The name John Paul Jones means many things to many people. The Scotsman who sailed the seas in the ship Bonhomme Richard was thought of as a pirate and traitor by the British, however, at the same time, he was considered a hero by the US. We might ask why this was so, and it was, in fact, due to his part in the American War of Independence.
Today John Paul Jones is considered to be the “Father of the American Navy”. He lived from 1747 to 1792 and is considered to be the first naval commander that America had during its struggle for independence from British rule.
The ship he is most associated with is the Bonhomme Richard, a 42-gun merchant ship that had been given to America by a French shipping magnate. His role appears to have been a diversionary one; he sailed with other ships and caused alarm from the east coast of Britain all the way to the Humber Estuary. He lost the ship in a sea battle and it sank somewhere around Flamborough Head, Yorkshire.
The USNS Grasp has returned for a second attempt to find the wreck of Bonhomme Richard. In 2011, the Grasp, as documented by the Discovery Channel’s “Mighty Ships” program, attempted the salvage, but the mission wasn’t a success. So the international team is back to try again and fulfill the US Navy assignment.

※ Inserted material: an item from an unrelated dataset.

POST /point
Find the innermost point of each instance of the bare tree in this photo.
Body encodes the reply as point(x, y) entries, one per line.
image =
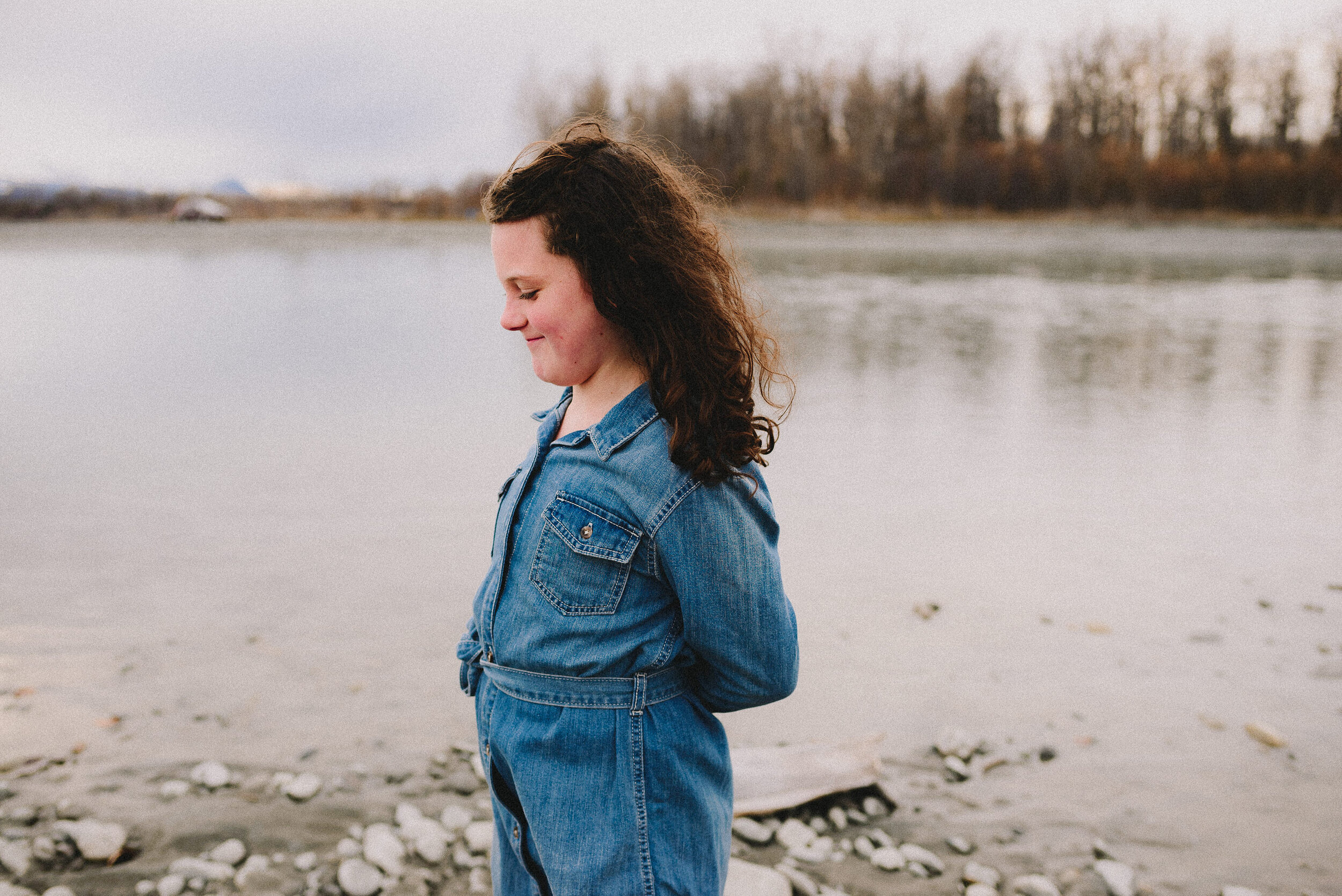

The researchers are based at Sunderland with navy personnel and a team of divers, and the Port Director is pleased and proud to have them there to be part of something that is about the mutual history of two great countries, Sunderland Echo reported.
The USNS Grasp crew is searching approximately five miles off the coast and looking at locations that weren’t investigated in 2011. Using sonar scans and magnetometer scans, they are investigating a wreck on the sea bottom that they are hoping is that of Bonhomme Richard.
Back in 2006, the Bonhomme Richard Project was created by the OTF (Ocean Technology Foundation), and they managed to reduce the search area for the wreck to only 550 square miles. Before the 2010 survey, mapping scans of 450 square miles of the sea floor had already established that this area did not contain the wreck.
Rather than becoming discouraged with the search, the salvage crew is showing patience, as every inch of the sea floor searched and scanned is less sea floor where the wreck could be hiding. At present, researchers are still scanning and widening their search as they go.
Due to poor weather and rough seas, it will be some time yet before the crew can collect enough information to positively identify the wreck they are investigating.